Lumina is directly investing in social enterprises to drive education gains

There are at least two ways to look at everything, including innovation.

One way—let’s call it the radical approach—was aptly expressed by Charles F. Kettering, the early 20th-century engineer who invented the first electric cash register and later co-founded Delco. Kettering said this: “If you’ve always done it that way, it’s probably wrong.”

Champion boxer Oscar De La Hoya advocated another, less revolutionary approach. He said this: “There’s always space for improvement, no matter how long you’ve been in the business.”

At Lumina Foundation, we’ve long pushed for innovation in the nation’s system of higher learning. For years, it’s been clear—to us and to economists and other experts—that business as usual won’t work, that traditional approaches to post-high school education simply can’t produce the talent our nation needs to succeed.

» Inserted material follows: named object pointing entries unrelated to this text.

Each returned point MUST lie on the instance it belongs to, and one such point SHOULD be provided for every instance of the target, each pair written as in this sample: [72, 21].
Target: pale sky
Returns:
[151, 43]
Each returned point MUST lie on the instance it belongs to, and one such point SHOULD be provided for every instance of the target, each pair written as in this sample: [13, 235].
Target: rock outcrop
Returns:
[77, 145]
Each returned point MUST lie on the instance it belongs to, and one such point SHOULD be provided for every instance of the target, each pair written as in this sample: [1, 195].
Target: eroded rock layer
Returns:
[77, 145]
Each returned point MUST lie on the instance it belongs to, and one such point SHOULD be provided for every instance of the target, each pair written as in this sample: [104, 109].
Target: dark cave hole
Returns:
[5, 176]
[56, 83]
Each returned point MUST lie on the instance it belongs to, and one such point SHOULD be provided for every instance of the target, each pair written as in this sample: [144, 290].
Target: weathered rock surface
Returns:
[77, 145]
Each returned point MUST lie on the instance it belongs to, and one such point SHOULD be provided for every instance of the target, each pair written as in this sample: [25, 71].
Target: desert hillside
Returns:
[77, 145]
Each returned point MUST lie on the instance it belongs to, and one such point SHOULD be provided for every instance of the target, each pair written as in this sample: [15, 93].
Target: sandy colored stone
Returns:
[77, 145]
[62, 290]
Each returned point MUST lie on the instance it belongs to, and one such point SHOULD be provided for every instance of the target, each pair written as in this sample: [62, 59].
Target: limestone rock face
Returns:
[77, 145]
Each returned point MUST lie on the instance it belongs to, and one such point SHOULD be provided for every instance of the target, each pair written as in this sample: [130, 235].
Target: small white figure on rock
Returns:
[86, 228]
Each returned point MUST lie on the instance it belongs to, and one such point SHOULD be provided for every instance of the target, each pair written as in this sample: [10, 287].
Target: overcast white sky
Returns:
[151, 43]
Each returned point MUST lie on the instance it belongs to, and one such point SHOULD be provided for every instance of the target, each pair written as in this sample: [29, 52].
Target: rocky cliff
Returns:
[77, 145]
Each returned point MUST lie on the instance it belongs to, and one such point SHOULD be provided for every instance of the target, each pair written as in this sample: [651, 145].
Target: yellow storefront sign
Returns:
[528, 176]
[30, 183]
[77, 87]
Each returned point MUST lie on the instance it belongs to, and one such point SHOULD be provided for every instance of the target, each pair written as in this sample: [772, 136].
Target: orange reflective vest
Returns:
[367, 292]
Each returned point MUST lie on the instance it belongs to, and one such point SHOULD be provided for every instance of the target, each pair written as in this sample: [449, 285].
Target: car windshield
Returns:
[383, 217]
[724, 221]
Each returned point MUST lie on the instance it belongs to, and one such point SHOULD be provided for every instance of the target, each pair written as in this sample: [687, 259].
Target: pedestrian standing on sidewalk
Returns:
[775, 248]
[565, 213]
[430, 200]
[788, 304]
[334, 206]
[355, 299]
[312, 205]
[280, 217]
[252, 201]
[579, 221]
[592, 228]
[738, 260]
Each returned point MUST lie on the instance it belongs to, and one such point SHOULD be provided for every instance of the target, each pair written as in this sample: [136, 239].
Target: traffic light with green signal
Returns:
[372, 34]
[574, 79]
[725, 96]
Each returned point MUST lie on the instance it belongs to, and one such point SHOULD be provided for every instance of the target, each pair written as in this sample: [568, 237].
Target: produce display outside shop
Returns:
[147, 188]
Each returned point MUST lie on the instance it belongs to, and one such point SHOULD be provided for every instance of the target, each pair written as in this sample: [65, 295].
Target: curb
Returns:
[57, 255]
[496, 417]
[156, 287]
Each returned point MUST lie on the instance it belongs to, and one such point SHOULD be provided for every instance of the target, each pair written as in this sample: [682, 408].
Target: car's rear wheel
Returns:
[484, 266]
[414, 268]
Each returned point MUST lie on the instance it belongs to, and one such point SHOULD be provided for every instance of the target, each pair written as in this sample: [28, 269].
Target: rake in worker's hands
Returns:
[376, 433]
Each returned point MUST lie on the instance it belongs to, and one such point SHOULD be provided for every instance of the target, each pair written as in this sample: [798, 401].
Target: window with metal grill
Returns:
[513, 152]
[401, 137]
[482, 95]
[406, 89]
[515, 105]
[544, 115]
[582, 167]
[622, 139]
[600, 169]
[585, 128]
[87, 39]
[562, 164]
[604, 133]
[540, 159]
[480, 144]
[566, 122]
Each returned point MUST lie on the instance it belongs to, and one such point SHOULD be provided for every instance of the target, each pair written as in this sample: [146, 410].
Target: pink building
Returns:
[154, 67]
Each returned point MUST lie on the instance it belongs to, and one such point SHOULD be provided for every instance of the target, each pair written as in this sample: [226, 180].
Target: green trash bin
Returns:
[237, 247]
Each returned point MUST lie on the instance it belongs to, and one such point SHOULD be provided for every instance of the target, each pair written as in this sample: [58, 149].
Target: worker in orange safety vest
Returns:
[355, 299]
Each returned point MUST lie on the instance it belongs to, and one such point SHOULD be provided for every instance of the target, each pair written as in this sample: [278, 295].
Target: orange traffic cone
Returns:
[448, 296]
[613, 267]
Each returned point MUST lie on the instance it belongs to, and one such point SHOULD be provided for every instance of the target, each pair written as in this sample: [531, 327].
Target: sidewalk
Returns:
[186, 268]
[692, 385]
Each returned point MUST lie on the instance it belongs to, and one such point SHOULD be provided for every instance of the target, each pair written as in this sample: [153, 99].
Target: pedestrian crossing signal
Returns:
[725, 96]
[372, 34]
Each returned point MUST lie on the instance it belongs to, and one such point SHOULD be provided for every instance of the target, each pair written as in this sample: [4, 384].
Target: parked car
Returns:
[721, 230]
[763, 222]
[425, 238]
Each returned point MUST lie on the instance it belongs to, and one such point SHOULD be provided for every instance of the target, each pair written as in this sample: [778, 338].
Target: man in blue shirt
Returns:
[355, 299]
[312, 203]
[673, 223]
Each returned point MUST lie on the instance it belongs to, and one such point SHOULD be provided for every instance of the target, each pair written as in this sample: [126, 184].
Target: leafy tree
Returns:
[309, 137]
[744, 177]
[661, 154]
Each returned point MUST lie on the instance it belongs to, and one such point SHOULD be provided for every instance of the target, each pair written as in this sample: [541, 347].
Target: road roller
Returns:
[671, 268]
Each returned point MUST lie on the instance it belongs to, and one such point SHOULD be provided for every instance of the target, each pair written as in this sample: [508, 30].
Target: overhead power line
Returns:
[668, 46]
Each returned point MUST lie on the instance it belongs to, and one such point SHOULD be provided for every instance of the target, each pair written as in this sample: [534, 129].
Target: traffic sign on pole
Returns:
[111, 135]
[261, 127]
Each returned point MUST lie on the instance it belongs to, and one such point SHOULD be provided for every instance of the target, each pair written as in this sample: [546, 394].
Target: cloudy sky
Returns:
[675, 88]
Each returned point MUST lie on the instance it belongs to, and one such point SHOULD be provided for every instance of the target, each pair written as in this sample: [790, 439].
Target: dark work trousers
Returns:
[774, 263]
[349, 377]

So which approach to innovation is best—incremental improvement or radical change?

Simple. We need both … and everything in between. The need for talent is that urgent, and the stakes are that high.

To ensure individual prosperity and national stability, America’s most agile, innovative, entrepreneurial minds must tackle this challenge. They must redefine “college” and create new ways to deliver that vital learning experience to millions more Americans.

Fortunately, that’s happening. Educational innovators are out there, and the current issue of Lumina’s Focus magazine spotlights just a few of them. For example:

  • Helen Adeosun, co-founder and CEO of CareAcademy, a Massachusetts-based firm that produces instructional modules for home caregivers and makes the lessons available on mobile phones or tablet computers. Adeosun, the daughter of Nigerian immigrants, built her company by mining her own work experience as a babysitter, a nanny, a teacher, a social worker—and as a home-health worker herself. CareAcademy, founded in 2013, now has more than 200 home-health companies as clients.
  • Brian Hill, founder of Edovo, a Chicago-based company that equips incarcerated men and women with tablet computers loaded with educational software. Hill’s father, a college psychology instructor in California, also taught classes to inmates Folsom State Prison, and he used that experience to foster empathy among his six children, including young Brian. Decades later, Brian Hill combined empathy with entrepreneurism to build a thriving company. Edovo, launched in 2013, now employs 85 people and has made more than 25,000 tablet computers available in correctional facilities.
  • Melvin Hines Jr., co-founder of a Texas-based educational software firm called Upswing. As a young man, Hines was disturbed by the dismally low success rates among his high school and college classmates—especially low-income students and students of color. In 2013, soon after earning his degrees (in economics, business, and law), Hines addressed his concerns: He and a partner founded Upswing. Today, the firm’s products are helping more than 80 colleges and universities boost students’ success by facilitating peer tutoring, intensive advising, and other services.

These three entrepreneurs—and their companies—are part of a vital trend: the embrace of innovation in education. All across the nation, creative people such as these are working to make learning more accessible, more flexible, more tailored to today’s students, and more relevant to the world in which they live and work.

At Lumina, we’ve long supported such work, and recently we took a new step in this direction—an appropriately innovative one. In 2015, we established an in-house unit called Lumina Impact Ventures—a fund through which we invest directly in companies that are pioneering new ways to increase educational attainment. The firms founded by Adeosun, Hill, and Hines are among those in the Lumina Impact Ventures portfolio.

These three entrepreneurs have a lot in common—much more than the fact that each is 34 years old and leads a firm that has received Lumina funding. Each has a compelling back story. Prior to founding an innovative company, each of them pursued a career that didn’t quite fit. And they all show a dogged determination to succeed.

Perhaps most important, though, is their common embrace of a trait that’s far too uncommon among businesspeople these days: genuine social responsibility. Yes, they’re all in business, and they all want their businesses to succeed. But their definition of success goes far beyond merely showing a profit.

At the root of it, each of them is in business to improve lives. They’re working to provide life-changing learning, to make knowledge more available to those who need it most.

At Lumina, we get that. In fact, we work every day toward the very same goal. We hope these stories inspire you to join us in that effort.